Holiday or no, the first batch of Blu-ray releases for the new year actually contain a couple of noteworthy titles, making this a slightly more exciting release week than Christmas was. That said, temper your expectations.

New Releases (Blu-ray)
Night School – Kevin Hart’s latest comedy, about a moron who goes back to school to get his GED from a no-nonsense teacher (Tiffany Haddish), was a big box office hit despite poor reviews complaining about the stale humor. Will the timing of its video release be hurt by Hart recently putting his foot in his mouth when defending homophobic jokes in his old stand-up comedy routines? Probably not. That controversy is likely to blow over. Nevertheless, the movie still seems disposable and ultimately forgettable.
Bad Times at the El Royale – Drew Goddard (The Cabin in the Woods) directs an all-star cast including Jeff Bridges, Chris Hemsworth, Dakota Johnson, and Jon Hamm in a hyper-stylized thriller about a group of mysterious strangers who come together at a shady hotel in 1969. The film’s critical response was mixed-to-positive, but audiences had little interest.

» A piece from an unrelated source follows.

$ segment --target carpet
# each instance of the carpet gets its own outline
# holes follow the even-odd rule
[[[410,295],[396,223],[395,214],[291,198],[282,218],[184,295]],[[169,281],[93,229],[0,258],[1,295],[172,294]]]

The trailers had a decided vibe of being a throwaway project that most of the cast did as a lark to waste time between more important movies they actually care about. The fact that the premise seems uncomfortably similar to another 2018 flop, Hotel Artemis, probably didn’t help.
A-X-L – For a brief period of time over the summer, every YouTube video I watched with my kids was preceded by a forced ad for this cheesy boy-and-his-robot-dog YA sci-fi adventure. It didn’t help. Nobody cared. The movie tanked.
UHD
Night School and Bad Times at the El Royale are the only 4k releases of the week.
Catalog Titles
If trailers for the impending Hellboy reboot don’t exactly fill you with confidence, perhaps it’s worth remembering that even Guillermo del Toro bungled the property with a weak sequel, 2008’s Hellboy II: The Golden Army. Best Buy pulls that one back from video purgatory with a Pop Art SteelBook.
Kino delayed its newest slate of licensed catalog releases to January 2nd in order to stay out of the holiday. Mel Gibson and Anthony Hopkins headline Roger Donaldson’s 1984 historical adventure drama The Bounty. Jennifer Jason Leigh stars in Agnieszka Holland’s critically acclaimed if little seen 1997 adaptation of Henry James’ Washington Square. Demi Moore and Gary Oldman embarrass themselves in Roland Joffé’s ludicrously overheated 1995 adaptation of The Scarlet Letter.
Following those are a trio of Westerns: 1949’s El Paso with Sterling Hayden, 1966’s The Appaloosa with Marlon Brando, and 1969’s Tell Them Willie Boy Is Here with Robert Redford.
Television
PBS has reissues of the documentary miniseries The Civil War and The Vietnam War in case any Ken Burns fans neglected to buy them the last time around.
My $.02
I’ll likely watch Bad Times at the El Royale if I eventually come across it on cable. I don’t plan to buy anything this week, but I like The Bounty well enough and recall once having Washington Square on a list of movies I meant to see.
How will you start your new year?
Csm101
I’m considering a blind buy for Bad Times at the El Royale and maybe a rental for Night School.
Judas Cradle
Hellboy II was good. Why the “bungled” remark?!
Josh Zyber
AuthorHellboy II was not half as good as the first film.
Al
The majority of people disagree. It’s widely regarded as one of the best comic book sequels.
Josh Zyber
AuthorNo, it’s not. Where do you even get that from? It was a box office dud that nobody has given any thought to since it quickly left theaters.
Al
Yes. It is. It’s better reviewed than the first film — 86% to 81% — and actual fans of the franchise have always considered it a far superior film.